The local peace groups in Rockford and DeKalb are hosting a 6 p.m. program, free and open to the public. The Unitarian Universalist Church, Rockford, allows us to use their facilities to host the program. The church is at 4848 Turner St., four blocks north and east of Alpine and State, just before the back entrance to Rockford College.
The main speaker at the July 10 affair is the Rev. Thomas Smith, who serves as president of the board of the Interreligious Foundation for Community Organization/Pastors For Peace, and has traveled with Pastors for Peace to Cuba on many occasions, as well as to Chiapas, Mexico. Rev. Smith was one of the members of the caravan who met with ex-president Fidel Castro on the 2009 caravan. Rev. Smith will share his important perspective on why we challenge an unjust law and will risk arrest crossing the border without permission.
A number of Americans wish to visit Cuba, myself included. And we want to help, so we support religious groups like Pastors For Peace. They buy vans and school buses, drive around the country collecting donations for the people of Cuba.
I’ve been to Cuba a number of times, often with religious groups, but never with Pastors For Peace. They travel more ruggedly than I. Pastors For Peace is looking for more fellow travelers, so you might fulfill your long-time wish to visit Cuba before McDonald’s fast-food places spring up.
You can also help drive one of their vans through northern Illinois, helping them pick up donations from other peace groups. As a way of publicity, I am donating some Cuban postage stamps and other souvenirs to donors. We can’t sell Cuban stamps (that would be illegal, according to the U.S. Treasury Department), but we can give them as gifts.
So, if you are interested, please send a donation to Rockford Peace & Justice at 201 Seventh St., Rockford, IL 61104, show up for the July 10 program, or call me at (815) 964-7111. Make the check out to “Pastors For Peace.”

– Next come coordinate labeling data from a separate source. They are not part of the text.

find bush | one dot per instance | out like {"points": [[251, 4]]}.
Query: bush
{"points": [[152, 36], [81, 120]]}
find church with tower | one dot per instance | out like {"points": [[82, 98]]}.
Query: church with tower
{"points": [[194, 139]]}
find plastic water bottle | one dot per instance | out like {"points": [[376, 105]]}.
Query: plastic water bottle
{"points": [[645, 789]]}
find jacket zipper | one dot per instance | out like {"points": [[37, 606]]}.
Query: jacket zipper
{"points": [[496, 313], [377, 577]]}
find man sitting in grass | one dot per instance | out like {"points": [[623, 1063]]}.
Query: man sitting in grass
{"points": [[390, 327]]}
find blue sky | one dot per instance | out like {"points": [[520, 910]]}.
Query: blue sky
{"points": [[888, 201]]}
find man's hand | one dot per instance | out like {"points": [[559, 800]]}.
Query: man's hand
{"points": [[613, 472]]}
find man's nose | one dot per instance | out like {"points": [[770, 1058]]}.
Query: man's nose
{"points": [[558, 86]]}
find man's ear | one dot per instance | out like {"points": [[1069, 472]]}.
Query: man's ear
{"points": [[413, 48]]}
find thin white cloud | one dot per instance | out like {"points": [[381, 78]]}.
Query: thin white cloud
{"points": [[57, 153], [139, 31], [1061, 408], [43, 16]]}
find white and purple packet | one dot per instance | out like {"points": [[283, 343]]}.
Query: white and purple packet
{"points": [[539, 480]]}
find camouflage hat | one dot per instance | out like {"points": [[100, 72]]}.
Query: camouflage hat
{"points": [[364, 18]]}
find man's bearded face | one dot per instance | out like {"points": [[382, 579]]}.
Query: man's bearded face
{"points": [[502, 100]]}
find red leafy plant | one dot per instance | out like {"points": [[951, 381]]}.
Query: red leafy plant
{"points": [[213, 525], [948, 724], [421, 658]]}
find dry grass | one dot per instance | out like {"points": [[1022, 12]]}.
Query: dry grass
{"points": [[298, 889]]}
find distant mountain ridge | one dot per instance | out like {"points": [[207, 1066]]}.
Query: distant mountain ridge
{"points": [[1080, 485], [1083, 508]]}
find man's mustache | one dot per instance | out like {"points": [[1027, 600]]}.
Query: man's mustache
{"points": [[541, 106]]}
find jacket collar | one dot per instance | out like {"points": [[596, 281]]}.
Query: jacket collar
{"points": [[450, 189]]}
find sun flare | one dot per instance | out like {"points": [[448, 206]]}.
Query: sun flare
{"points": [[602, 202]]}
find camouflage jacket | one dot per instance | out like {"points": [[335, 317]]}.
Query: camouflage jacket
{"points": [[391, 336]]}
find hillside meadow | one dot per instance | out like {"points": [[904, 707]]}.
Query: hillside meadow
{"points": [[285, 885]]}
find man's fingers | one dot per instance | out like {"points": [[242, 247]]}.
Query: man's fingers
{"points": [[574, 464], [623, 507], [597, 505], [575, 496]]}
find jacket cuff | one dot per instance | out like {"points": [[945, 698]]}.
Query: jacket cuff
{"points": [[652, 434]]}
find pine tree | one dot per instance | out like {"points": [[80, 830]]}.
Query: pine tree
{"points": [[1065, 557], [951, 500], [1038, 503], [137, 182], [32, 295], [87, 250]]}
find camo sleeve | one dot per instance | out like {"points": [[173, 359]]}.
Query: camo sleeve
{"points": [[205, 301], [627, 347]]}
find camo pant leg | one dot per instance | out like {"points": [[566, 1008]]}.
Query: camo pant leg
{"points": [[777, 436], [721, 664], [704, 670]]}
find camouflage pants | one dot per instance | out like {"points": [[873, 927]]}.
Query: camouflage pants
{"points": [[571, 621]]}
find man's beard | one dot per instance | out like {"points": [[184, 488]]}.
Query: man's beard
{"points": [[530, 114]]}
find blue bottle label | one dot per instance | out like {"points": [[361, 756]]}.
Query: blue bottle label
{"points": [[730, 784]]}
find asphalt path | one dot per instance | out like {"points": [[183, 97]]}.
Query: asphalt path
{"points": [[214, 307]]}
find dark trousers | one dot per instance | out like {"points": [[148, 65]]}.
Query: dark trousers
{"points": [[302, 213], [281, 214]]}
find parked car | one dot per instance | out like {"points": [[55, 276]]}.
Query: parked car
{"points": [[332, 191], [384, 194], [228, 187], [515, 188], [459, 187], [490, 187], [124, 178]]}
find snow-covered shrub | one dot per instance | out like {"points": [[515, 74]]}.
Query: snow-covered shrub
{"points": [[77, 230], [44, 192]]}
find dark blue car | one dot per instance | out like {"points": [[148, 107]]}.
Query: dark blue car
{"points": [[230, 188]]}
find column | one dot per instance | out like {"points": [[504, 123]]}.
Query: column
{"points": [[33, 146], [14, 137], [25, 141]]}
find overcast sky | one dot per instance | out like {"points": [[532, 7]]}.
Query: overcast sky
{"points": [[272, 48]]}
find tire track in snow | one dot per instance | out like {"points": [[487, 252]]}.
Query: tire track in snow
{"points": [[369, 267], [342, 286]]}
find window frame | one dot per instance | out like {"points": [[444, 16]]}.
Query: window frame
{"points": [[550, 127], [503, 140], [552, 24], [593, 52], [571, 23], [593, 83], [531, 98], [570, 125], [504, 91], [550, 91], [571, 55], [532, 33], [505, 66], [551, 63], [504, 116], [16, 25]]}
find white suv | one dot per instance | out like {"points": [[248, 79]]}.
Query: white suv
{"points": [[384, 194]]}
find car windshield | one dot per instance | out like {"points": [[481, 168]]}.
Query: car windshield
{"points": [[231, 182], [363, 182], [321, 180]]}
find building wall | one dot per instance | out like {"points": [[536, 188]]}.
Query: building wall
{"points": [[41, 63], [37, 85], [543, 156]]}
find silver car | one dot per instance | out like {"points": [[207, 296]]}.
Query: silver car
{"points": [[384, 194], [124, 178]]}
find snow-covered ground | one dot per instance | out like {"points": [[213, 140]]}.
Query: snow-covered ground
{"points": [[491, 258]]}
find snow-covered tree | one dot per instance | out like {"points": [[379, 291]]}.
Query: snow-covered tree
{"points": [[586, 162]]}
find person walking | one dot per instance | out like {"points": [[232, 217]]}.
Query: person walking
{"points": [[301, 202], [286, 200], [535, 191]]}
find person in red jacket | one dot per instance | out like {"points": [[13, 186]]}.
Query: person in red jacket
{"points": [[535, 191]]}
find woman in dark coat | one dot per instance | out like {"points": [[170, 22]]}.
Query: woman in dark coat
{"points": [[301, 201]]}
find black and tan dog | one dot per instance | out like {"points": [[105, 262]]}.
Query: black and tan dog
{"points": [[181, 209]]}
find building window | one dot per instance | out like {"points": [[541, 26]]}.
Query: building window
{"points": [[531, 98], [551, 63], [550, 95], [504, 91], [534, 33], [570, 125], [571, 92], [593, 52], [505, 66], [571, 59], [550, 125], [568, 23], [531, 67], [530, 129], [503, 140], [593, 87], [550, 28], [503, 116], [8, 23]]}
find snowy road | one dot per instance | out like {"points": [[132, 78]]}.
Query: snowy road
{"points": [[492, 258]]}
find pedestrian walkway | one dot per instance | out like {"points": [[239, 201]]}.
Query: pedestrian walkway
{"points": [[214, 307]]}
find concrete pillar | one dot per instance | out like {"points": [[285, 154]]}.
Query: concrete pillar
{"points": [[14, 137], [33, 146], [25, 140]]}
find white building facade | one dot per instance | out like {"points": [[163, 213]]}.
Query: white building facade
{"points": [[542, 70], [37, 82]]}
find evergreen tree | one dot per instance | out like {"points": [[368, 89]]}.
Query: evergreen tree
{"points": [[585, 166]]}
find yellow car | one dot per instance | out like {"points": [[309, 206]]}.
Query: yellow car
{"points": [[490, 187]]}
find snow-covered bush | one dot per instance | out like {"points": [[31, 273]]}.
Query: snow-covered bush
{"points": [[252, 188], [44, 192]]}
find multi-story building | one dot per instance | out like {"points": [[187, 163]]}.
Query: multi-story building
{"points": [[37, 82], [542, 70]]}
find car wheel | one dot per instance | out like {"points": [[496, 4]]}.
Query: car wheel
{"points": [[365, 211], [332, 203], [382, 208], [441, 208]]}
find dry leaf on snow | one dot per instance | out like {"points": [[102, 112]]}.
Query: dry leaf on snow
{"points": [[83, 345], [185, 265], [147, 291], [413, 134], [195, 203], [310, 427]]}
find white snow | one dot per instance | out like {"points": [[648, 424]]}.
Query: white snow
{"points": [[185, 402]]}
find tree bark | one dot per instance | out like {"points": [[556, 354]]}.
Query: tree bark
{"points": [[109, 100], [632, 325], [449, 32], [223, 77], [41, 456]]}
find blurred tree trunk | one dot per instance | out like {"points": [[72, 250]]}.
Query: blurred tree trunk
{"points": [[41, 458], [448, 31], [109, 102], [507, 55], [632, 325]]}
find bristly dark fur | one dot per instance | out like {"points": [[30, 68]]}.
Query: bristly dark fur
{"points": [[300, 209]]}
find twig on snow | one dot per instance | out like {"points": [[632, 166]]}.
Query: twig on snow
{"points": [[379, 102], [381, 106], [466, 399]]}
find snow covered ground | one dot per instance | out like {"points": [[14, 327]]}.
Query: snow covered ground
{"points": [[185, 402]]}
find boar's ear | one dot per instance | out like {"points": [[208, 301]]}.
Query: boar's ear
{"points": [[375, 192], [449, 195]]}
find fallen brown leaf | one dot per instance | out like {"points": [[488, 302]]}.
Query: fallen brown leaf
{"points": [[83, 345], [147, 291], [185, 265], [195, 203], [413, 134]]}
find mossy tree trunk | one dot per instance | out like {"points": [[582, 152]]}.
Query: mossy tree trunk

The next day, they are off to Chicago, then Texas, crossing the border into Mexico, where they will board some sort of boat to take them to the embargoed isle of Cuba.
They have been stopped at the U.S./Mexico border. The United States government is spending money trying to stop trade with this upstart remainder from the Cold War. For some reason, the present administration doesn’t want to change U.S. attitude to the Castro regime (even though Fidel retired).
But, the island seems to be growing stronger. More countries are ignoring the boycott (though a foreign company trading with Cuba cannot trade with the U.S.). It’s almost as bad as the Iraq War: an ill-conceived idea that takes lots of energy, wastes people’s time and has little worldwide support is costing the U.S. taxpayers millions of dollars (if not billions in lost trade). But, with a little luck, maybe next year we’ll see you in Havana!
Stanley Campbell is executive director of Rockford Urban Ministries and spokesman for Rockford Peace & Justice.